Noticias De Tangueros


VOLVER          BACK

Continuando con los recitales que tienen lugar luego del reciente lanzamiento de su nuevo CD "A las Orquestas", Julio Pane y su trío dieron un concierto para disfrutar ,aprender y conmoverse.

El trío contó, además del bandoneonista, con el contrabajista titular Enrique "Quique" Guerra y con el pianista Hernán Posetti que reemplazó, de manera sobresaliente, al ausente con aviso Nicolás Ledesma.

Comenzaron con "El choclo"  "no por tocar algo conocido sino para ir contando, de alguna forma, la historia del tango". Villoldo es un buena manera de mostrar el comienzo. A medida que se fueron sucediendo los temas Pane se detuvo y contó experiencias personales, ofreció datos históricos, bromeó con el público e hizo notar sus preferencias musicales al momento de presentar los temas elegidos - "podremos tocar bien o mal, pero para elegir repertorio no somos ningunos giles" - dijo mientras guardaba un pañuelo en el bolsillo trasero de su pantalón. No fueron pocas las veces que el líder del trío se detuvo a toser obligado por una gripe que casi nos deja a todos sin concierto. Sobre el escenario y tomando paulatina posesión de la atención de los aproximadamente cien espectadores, fue creando un clima de absoluto respeto como sólo pueden hacerlo los poseedores del talento del artista.

Intercalaron temas de su nuevo disco con otros, pero todos tradicionales.
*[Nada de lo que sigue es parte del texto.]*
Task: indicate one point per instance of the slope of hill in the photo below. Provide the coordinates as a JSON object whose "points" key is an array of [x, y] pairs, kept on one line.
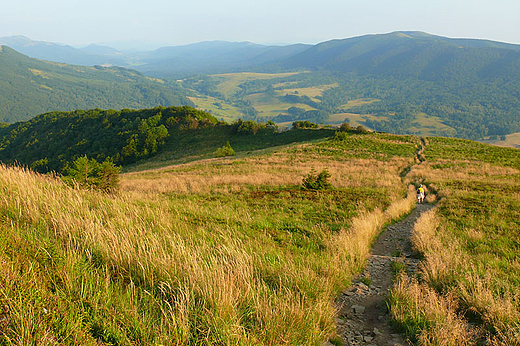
{"points": [[175, 258], [234, 251], [30, 87], [89, 56], [404, 82], [211, 57], [51, 140]]}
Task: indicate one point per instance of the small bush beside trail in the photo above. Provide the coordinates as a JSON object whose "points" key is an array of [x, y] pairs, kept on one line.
{"points": [[226, 150], [314, 181]]}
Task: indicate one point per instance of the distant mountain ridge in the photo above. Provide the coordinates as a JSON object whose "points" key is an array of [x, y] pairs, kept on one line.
{"points": [[29, 87], [88, 56], [371, 54]]}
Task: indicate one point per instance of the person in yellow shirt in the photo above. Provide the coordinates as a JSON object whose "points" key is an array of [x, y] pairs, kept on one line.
{"points": [[420, 194]]}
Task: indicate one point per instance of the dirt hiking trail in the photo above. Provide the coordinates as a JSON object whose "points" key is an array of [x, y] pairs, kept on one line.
{"points": [[363, 318]]}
A medida que se fue soltando, el trío subió los decibeles y al llegar al cuarto tema  -una versión de "Los mareados" para recordar - invadió la conmoción a los presentes reflejada en un absoluto y respetuoso silencio. Es que Pane desplegó su potencial de instrumentista virtuoso y entre aplauso y aplauso del público podía escucharse la exclamación "¡qué bien toca este tipo!" de algún espectador que , por allí, se encontraba sorprendido de confirmar la calidad que denota el bandoneonista cuando se lo ve tocar en vivo.

El ambiente fue tornándose más emocionante. Julio siguió demostrando su alma de docente al realizar comentarios de casi  todos los temas que tocó junto al trío y dejó bien en claro que uno de los objetivos fundamentales de la interpretación instrumental es lograr suplantar a la voz humana y decir la letras de los temas con los instrumentos; sobre todo cuando hay que hacerlo con las de "Homero".

Al final, "un homenaje a un homenaje", una versión muy sentida del tema que Troilo le dedicara a su hermano del alma  Manzi y que Pane interpretó como si lo tuviera al "gordo" soplándole al oído.

Contundente en la actitud, sin fisuras en la interpretación , conmovedor en la expresión. Julio Pane interpreta al tango para mantenerlo vivo, generando un hecho artístico sobresaliente que justifica todo esfuerzo realizado y por realizar en apoyo de una generación que lucha por seguir adelante dentro de éste género.        

El próximo concierto del trío será el sábado 15 del corriente en el Centro Cultural del Sur.